Be careful, because the helix ordering isn't just swapping every pair of indices. It does that until helix 23, and then it seems fairly scattershot below there:

image

Note that as of right now, there's this other annoying bug that means you will have to refresh the page after changing the helices view order (it won't update the view after you click the OK button, but it will update the design stored in your browser's local storage): https://github.com/UC-Davis-molecular-computing/scadnano/issues/677

After refreshing the page, the helices look as they do in the cadnano design:

image

other than helix 37, which is way down on the bottom. I'd suggest moving it to be closer to the bottommost helix.

image

dave-doty commented 2 years ago

Okay, after playing with the "fix" for a bit, I decided this isn't very straightforward, so I'm re-opening the issue and deciding we should adjust the cadnano import to handle this.

What the user will most expect is to see the helices in the main view in the order they are used to seeing. Hopefully it is as straightforward as setting the default helix group's helices_view_order field as I suggested in the fix. But it might be tricky to figure out how cadnano handles helices that are not vertically stacked in the side view (e.g., helix 37 in this design).

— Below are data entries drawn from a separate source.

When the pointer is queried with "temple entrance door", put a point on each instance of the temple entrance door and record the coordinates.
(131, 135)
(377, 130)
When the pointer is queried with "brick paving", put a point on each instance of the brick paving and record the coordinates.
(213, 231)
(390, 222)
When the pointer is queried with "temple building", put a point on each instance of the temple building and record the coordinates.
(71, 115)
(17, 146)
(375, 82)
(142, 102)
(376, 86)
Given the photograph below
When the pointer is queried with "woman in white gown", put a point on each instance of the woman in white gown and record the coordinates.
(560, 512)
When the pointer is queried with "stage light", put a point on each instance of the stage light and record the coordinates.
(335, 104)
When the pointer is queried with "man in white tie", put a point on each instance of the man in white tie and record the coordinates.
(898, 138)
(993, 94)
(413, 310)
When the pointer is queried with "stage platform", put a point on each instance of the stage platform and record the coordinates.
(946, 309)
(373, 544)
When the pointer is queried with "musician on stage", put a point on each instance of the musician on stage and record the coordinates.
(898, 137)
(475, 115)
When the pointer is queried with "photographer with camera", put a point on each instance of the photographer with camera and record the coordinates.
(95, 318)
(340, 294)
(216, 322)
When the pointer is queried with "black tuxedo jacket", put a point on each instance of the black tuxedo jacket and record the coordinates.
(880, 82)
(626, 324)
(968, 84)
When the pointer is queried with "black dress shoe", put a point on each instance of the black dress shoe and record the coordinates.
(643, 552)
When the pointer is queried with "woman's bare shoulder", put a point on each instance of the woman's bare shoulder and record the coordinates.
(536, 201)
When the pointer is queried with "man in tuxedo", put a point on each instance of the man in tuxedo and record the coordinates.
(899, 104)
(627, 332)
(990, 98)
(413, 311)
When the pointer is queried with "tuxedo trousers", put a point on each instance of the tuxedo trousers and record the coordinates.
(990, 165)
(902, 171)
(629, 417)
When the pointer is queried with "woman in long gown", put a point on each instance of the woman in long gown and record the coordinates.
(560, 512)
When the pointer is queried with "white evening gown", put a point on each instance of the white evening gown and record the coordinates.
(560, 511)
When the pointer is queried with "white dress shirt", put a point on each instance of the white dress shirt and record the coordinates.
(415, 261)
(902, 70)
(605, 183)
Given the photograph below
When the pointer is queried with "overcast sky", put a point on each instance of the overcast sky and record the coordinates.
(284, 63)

While we're at it, I'm not sure why there's a gap between helices 23 and 25 in the scadnano design. I can't see the cadnano design, so I'm not sure what's happening around those helices.

tcosmo commented 2 years ago

I'm not sure what's happening either! The hole is in the cadnano design, not sure why

Screenshot from 2021-11-14 20-49-57

Screenshot from 2021-11-14 20-50-44

I think it is rather a good and important thing that the cadnano -> scadnano feature reproduces exactly what is being seen in cadnano. That way there are no hidden algorithm for the user to think about and makes it easier to debug designs. It keeps things simple

dave-doty commented 2 years ago

I'm not sure what's happening either! The hole is in the cadnano design, not sure why

Ah, I didn't realize that. I thought scadnano import was introducing the hole.

I think it is rather a good and important thing that the cadnano -> scadnano feature reproduces exactly what is being seen in cadnano. That way there are no hidden algorithm for the user to think about and makes it easier to debug designs. It keeps things simple

Yes, I agree. I think the helices_view_order will be a good way for the scadnano import to reproduce the order in which helices appear in the cadnano design.

tcosmo commented 2 years ago

Dave, I have thorougly checked the code of Design constructor and the order of the helices IS lost even if the helices were give as a list.

Indeed, you very early call _normalize_helices_as_dict in the constructor the order is lost. Later in the code, if no view order was given the code will choose the identity in function _check_helices_view_order_and_return.

Conclusion: do not assume that your constructor code deals with the ordering, even if input helices is a list.

Hence, to solve this issue I uncommented my piece of code which set the helice view order inside the import function.

I also added a test test_helices_order2.

All of this is in 6170f983864b7ce20f00271d3019e1a2169a5f58.